Police think a string of more than 200 overdoses in the Cincinnati area during the last two weeks, including three fatalities, may be connected to the synthetic narcotic carfentanil, a powerful painkiller ordinarily used to tranquilize elephants and other large animals. Carfentanil, which is said to be something like 10,000 times as potent a painkiller as morphine, is an analog of fentanyl, which is about 80 times as potent as morphine. (That does not necessarily mean carfentanil is 125 times as dangerous as fentanyl, which has a narrower margin of safety when used for medical purposes because the ratio of a lethal dose to an effective dose is lower.) Both fentanyl and carfentanil have shown up in powder sold as heroin, either as a substitute or as an adjunct to highly diluted batches of the opiate. So far lab tests have not confirmed the presence of carfentanil in samples of drugs sold in Cincinnati, but emergency responders think they are dealing with something especially strong because multiple doses of the opioid antagonist naloxone have frequently been necessary to reverse the overdoses they are seeing.
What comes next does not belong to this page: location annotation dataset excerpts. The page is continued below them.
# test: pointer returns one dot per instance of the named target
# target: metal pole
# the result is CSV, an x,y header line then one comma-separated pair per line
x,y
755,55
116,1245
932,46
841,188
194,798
Whether the Cincinnati overdoses involve carfentanil, fentanyl, or simply an unusually pure batch of heroin, the fact that time-consuming lab tests are required to say exactly what's in the powder that drug users are snorting, smoking, or injecting points to the real source of the problem: prohibition, which makes drug potency inconsistent and unreliable. In contrast with prescription pharmaceuticals or beverage alcohol, which are delivered in carefully measured and accurately labeled doses, black-market heroin is unpredictable and may not even be heroin at all. That's not to say people don't die from consuming too much oxycodone or vodka (or by mixing them with other depressants, which is typically the case with deaths involving opioids). But prohibition makes it unnecessarily difficult for drug users to avoid fatal or nearly fatal outcomes.

Drug warriors compound the uncertainty associated with the black market through enforcement efforts aimed at boosting retail prices. To the extent that they actually make heroin more expensive to produce and distribute, they encourage dilution, which they portray as a sign of success. But weaker heroin encourages users to take larger doses, a habit that may prove lethal when purity bounces back, and encourages dealers to compensate by adding boosters such as fentanyl and carfentanil. Meanwhile, the ongoing crackdown on painkillers encourages opioid users to switch from predictably potent pharmaceuticals to whatever's in the packets sold by heroin dealers, which might be an elephant tranquilizer.